This merge request was approved by Zebediah Figura.
This merge request was approved by Giovanni Mascellani.
Giovanni Mascellani (@giomasce) commented about libs/vkd3d-shader/hlsl_codegen.c:
struct hlsl_deref *deref, struct copy_propagation_state *state)
{
- struct copy_propagation_value *value; struct hlsl_ir_load *load;
- struct hlsl_ir_node *instr;
- unsigned int swizzle;
- unsigned int start, count;
- if (!hlsl_component_index_range_from_deref(ctx, deref, &start, &count))
return false;
- assert(count == 1);
- if (!(instr = copy_propagation_compute_replacement(ctx, state, deref, &swizzle)))

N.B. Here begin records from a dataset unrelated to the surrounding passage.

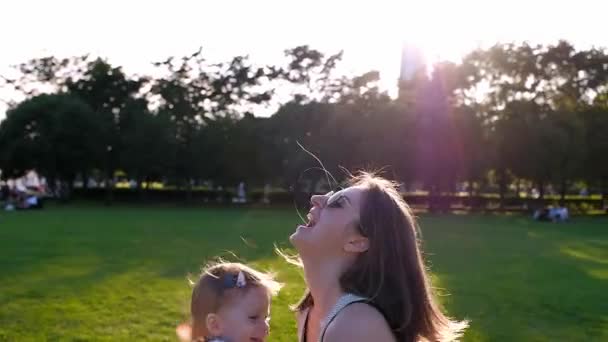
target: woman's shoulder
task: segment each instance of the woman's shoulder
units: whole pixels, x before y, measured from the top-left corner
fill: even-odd
[[[345,307],[329,324],[324,341],[393,342],[384,316],[373,306],[359,302]]]

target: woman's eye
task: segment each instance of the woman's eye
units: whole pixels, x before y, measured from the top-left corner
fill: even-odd
[[[252,321],[255,321],[255,320],[258,319],[258,316],[249,316],[249,319],[252,320]]]
[[[331,202],[327,203],[327,206],[329,208],[342,208],[342,199],[338,198],[335,201],[331,201]]]

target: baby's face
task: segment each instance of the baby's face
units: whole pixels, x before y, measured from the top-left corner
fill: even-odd
[[[249,289],[218,312],[222,336],[230,342],[263,342],[268,337],[270,298],[264,288]]]

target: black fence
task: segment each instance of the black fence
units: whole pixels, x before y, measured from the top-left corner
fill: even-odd
[[[287,191],[270,192],[264,196],[263,191],[247,193],[247,203],[266,203],[272,205],[296,205],[306,207],[309,204],[310,193],[293,193]],[[201,190],[186,191],[183,189],[114,189],[108,197],[106,189],[74,189],[71,198],[75,200],[99,201],[116,203],[190,203],[195,205],[232,204],[236,193],[232,190]],[[267,199],[265,201],[264,199]],[[560,202],[557,197],[545,199],[505,197],[502,201],[495,195],[462,196],[444,194],[440,196],[405,194],[404,199],[415,210],[432,212],[454,211],[506,211],[532,212],[547,205],[563,203],[573,214],[605,212],[604,202],[598,197],[566,197]]]
[[[231,203],[236,197],[236,192],[232,190],[201,190],[195,189],[186,191],[184,189],[114,189],[111,192],[113,202],[184,202],[194,203]],[[262,202],[264,194],[262,191],[252,191],[247,193],[249,203]],[[104,188],[74,189],[71,194],[72,199],[107,201],[108,192]],[[268,196],[271,203],[293,203],[294,196],[289,192],[272,192]]]

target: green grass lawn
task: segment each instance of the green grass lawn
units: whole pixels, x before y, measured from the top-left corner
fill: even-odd
[[[234,252],[278,272],[270,341],[295,341],[293,210],[51,207],[0,212],[0,341],[175,341],[189,274]],[[421,218],[441,301],[466,341],[608,341],[608,219]],[[245,244],[241,237],[249,243]],[[234,259],[234,257],[232,257]]]

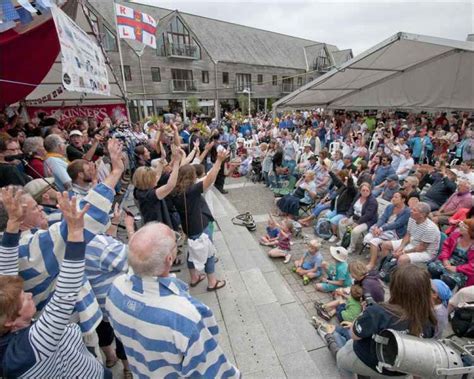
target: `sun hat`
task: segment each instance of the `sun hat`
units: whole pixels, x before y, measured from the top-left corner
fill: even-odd
[[[329,248],[329,251],[331,253],[331,256],[339,262],[345,262],[347,261],[347,250],[344,249],[342,246],[331,246]]]
[[[387,177],[387,180],[397,182],[398,181],[398,175],[397,174],[392,174]]]
[[[33,179],[25,185],[24,189],[33,197],[33,199],[38,201],[41,200],[41,195],[43,195],[43,193],[48,189],[53,188],[53,184],[54,178]]]

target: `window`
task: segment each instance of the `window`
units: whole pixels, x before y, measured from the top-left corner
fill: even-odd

- if (!(value = copy_propagation_get_value(state, deref->var, start))) return false;
- assert(!value->component);
I won't block the MR on that, but I don't like this style: `component` is really a number here, not a boolean value; in other words, zero is not a value that is more special than any other. So I would write `component == 0`, rather than using operator `!` which gives to the reader the impression that zero is a qualitatively different value from any other.
Very nice MR, thanks. I just have a minor comment, but that shouldn't block or even delay the MR. Just to say that.
This will need a rebase.
On Thu Jan 19 15:25:52 2023 +0000, Giovanni Mascellani wrote:
I won't block the MR on that, but I don't like this style: `component` is really a number here, not a boolean value; in other words, zero is not a value that is more special than any other. So I would write `component == 0`, rather than using operator `!` which gives to the reader the impression that zero is a qualitatively different value from any other.
I agree, I will change it while I am rebasing. (albeit... it is on one of Zeb's patches, and... I feel like we had a similar conversation a year ago, but I am not sure...)
On Fri Jan 20 00:42:57 2023 +0000, Francisco Casas wrote:
I agree, I will change it while I am rebasing. (albeit... it is on one of Zeb's patches, and... I feel like we had a similar conversation a year ago, but I am not sure...)
I don't mind using !x (or e.g. "if (x)") for integer values, and I don't think Henri minds either, but I don't really want to spend time arguing about it either.